The slug says thru-12-31-2022 but the title says Thru 09/30/2025 — the dataset has been updated to cover additional fiscal quarters but the slug was frozen at creation. The tracking_summary.total of 44,096 views is a legitimate signal that this is a heavily-used dataset. metadata_modified of 2026-03-22 confirms it's actively maintained.

The Export-Import Bank publishes all loan authorizations from FY2006 through Q4 FY2025 as a public CSV at https://img.exim.gov/s3fs-public/dataset/vbhv-d8am/Data.Gov+-+FY25+Q4.csv. The dataset covers guarantees, insurance, loans, and working capital transactions. A PDF data dictionary is also available. Contact: foia@exim.gov.

Checking what thematic groups the catalog uses

"What high-level categories does data.gov organize its datasets into?"

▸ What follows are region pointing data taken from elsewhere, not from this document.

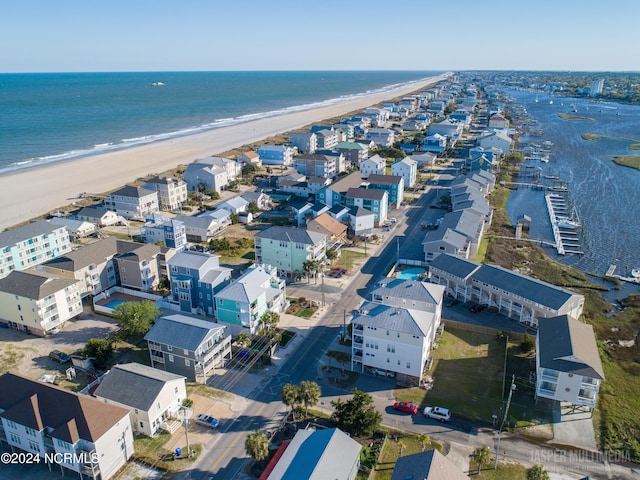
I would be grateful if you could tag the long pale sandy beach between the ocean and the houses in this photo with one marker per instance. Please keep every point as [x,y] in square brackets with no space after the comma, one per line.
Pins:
[37,191]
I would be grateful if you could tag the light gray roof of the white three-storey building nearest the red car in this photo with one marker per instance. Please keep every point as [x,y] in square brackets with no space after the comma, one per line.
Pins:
[412,322]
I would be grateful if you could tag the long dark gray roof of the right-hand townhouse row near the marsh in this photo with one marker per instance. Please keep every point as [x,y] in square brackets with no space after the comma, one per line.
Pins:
[527,287]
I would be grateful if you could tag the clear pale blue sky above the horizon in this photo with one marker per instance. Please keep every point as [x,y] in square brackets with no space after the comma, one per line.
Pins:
[206,35]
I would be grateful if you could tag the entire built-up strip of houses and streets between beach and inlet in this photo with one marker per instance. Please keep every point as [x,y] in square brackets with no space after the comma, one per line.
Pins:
[345,301]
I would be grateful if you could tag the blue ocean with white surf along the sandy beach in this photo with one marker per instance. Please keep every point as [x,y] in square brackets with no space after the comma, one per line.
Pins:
[50,117]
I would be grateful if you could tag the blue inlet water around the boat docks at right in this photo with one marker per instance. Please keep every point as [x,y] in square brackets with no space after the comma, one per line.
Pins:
[606,195]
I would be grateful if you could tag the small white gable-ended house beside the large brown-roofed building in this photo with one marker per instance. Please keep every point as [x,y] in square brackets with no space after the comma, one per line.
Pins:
[153,397]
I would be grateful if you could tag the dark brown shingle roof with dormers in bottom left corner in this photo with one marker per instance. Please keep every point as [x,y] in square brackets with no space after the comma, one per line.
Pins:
[72,416]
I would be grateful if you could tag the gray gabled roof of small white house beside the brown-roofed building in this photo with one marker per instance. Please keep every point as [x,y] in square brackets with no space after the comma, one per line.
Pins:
[134,385]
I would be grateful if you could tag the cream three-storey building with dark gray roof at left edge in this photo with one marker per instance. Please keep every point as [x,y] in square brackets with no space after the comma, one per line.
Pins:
[38,302]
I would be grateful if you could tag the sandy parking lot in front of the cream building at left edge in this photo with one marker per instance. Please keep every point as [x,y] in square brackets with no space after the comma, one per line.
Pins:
[29,354]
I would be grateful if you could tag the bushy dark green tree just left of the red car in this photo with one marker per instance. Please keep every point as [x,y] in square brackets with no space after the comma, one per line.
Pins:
[358,415]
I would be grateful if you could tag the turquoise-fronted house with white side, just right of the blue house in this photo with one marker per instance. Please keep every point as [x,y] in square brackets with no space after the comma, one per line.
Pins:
[241,304]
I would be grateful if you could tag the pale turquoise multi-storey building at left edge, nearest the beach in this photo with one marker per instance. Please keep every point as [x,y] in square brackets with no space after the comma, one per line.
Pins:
[32,244]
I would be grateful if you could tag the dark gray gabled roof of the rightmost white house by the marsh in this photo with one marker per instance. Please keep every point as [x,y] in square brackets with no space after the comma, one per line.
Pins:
[569,346]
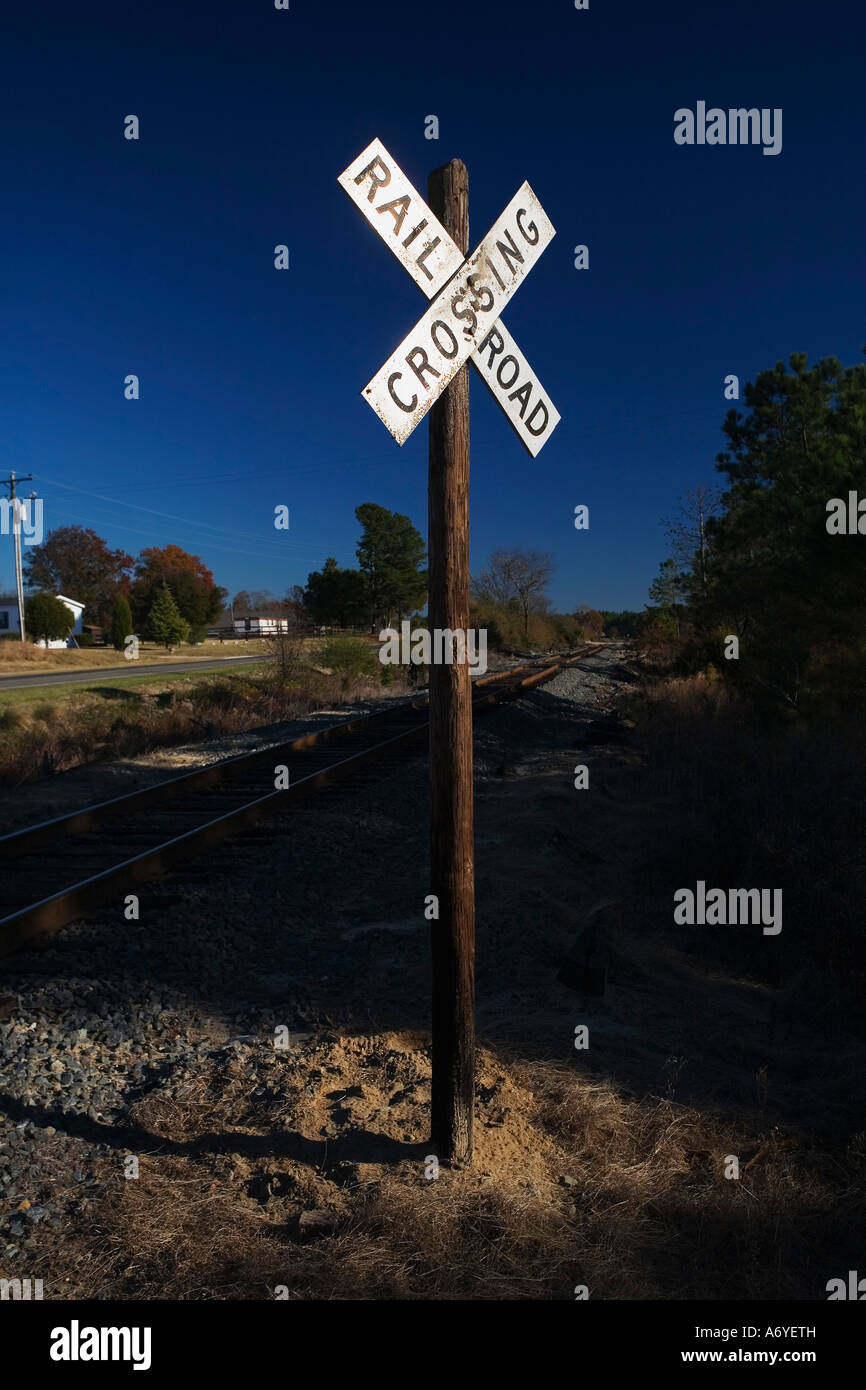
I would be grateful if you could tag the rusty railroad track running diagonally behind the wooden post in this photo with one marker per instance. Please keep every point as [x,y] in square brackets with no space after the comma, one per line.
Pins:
[59,869]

curl "https://catalog.data.gov/api/3/action/group_list" | head -c 10000
{
  "success": true,
  "result": ["agriculture8571", "climate5434", "energy9485", "local", "maritime", "ocean9585", "older-adults-health-data"]
}

Seven groups — a surprisingly thin taxonomy for 400,000 datasets. Most federal datasets are tagged but not grouped. The numeric suffixes (agriculture8571, climate5434) are CKAN-generated IDs appended to the slug at creation; they carry no semantic meaning. For topic discovery, package_search?q= is almost always more useful than filtering by group.

data.gov organizes its catalog into 7 thematic groups: agriculture, climate, energy, local government, maritime, ocean, and older-adults health data. Most federal datasets aren't assigned to any group, so keyword search covers far more ground than group browsing.

Pitfalls

One-line summary for the user

I can search the data.gov catalog for U.S. federal government datasets by topic or agency and return their download URLs — but this API provides metadata only, not the actual data files, which live on each agency's own servers.